Suffolk

Water treatment center targets sea level rise, improving Chesapeake Bay

SUFFOLK, Va. (WAVY) – A new state-of-the art research center and water treatment plant is the latest effort in the region to combat sea level rise and improve the health of the Chesapeake Bay.  

The Hampton Roads Sanitation District (HRSD) unveiled the $25 million SWIFT building on May 16. SWIFT is an acronym for Sustainable Water Initiative for Tomorrow.

The facility will treat one million gallons of wastewater each day using an advanced method and pump the water back into the Potomac Aquifer instead of the James River.

Ted Henifin, HRSD general manager, says the technology is helping to solve “a water crisis.”

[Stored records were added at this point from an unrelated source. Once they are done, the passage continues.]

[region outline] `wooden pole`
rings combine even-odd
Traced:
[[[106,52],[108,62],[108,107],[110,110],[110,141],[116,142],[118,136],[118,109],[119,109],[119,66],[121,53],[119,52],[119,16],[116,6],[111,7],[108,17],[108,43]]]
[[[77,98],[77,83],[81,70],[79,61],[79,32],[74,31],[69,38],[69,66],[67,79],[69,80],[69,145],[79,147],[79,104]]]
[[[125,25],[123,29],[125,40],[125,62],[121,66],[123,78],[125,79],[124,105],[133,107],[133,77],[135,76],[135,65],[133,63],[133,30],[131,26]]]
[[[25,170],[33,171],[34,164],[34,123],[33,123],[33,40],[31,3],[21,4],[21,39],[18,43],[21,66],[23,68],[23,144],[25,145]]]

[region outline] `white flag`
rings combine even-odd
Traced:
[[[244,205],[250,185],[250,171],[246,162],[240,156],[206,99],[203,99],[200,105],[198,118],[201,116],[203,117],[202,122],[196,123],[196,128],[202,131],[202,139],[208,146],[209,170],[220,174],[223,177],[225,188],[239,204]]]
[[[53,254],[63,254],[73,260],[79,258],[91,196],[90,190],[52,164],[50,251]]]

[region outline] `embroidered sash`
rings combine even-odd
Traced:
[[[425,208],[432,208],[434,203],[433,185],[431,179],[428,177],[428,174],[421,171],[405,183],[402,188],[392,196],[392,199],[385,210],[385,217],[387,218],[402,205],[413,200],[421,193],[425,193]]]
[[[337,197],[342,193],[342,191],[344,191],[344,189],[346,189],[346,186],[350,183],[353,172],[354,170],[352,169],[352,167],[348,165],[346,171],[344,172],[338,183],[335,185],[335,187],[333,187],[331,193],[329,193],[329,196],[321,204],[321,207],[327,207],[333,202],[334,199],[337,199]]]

“We've depleted the groundwater sources that if we don't do something about it, it could not support future generations of Virginians,” he said.

Henifin says land across the region is sinking ever-so-slightly – and it’s possible the land could rebound by injecting more water 1,500 feet below ground into the aquifer.  

"We're not asking anyone to drink it directly,” he said, although visitors to the center can drink it for themselves safely. “It's going to go into the ground and it could be hundreds of years before it reaches the closest drinking water well to where we're at."

Henifin says the process will not stop sea level rise, but it could buy the region more time to come up with a plan to address the problem.

By 2030, HRSD hopes to expand from putting one million to 100 million gallons of water into the aquifer each day.

HRSD currently treats 150 million gallons of water each day at their 18 facilities. All the water eventually ends up in the Chesapeake Bay.

Henifin says a goal of the project is improving the health of the bay by reducing the high levels of nitrogen and phosphorous by 90 percent.

HRSD says field trips and public tours are planned in the coming months.

"No doubt when you come visit and see how we are doing this it's hard not to be confident in the end product."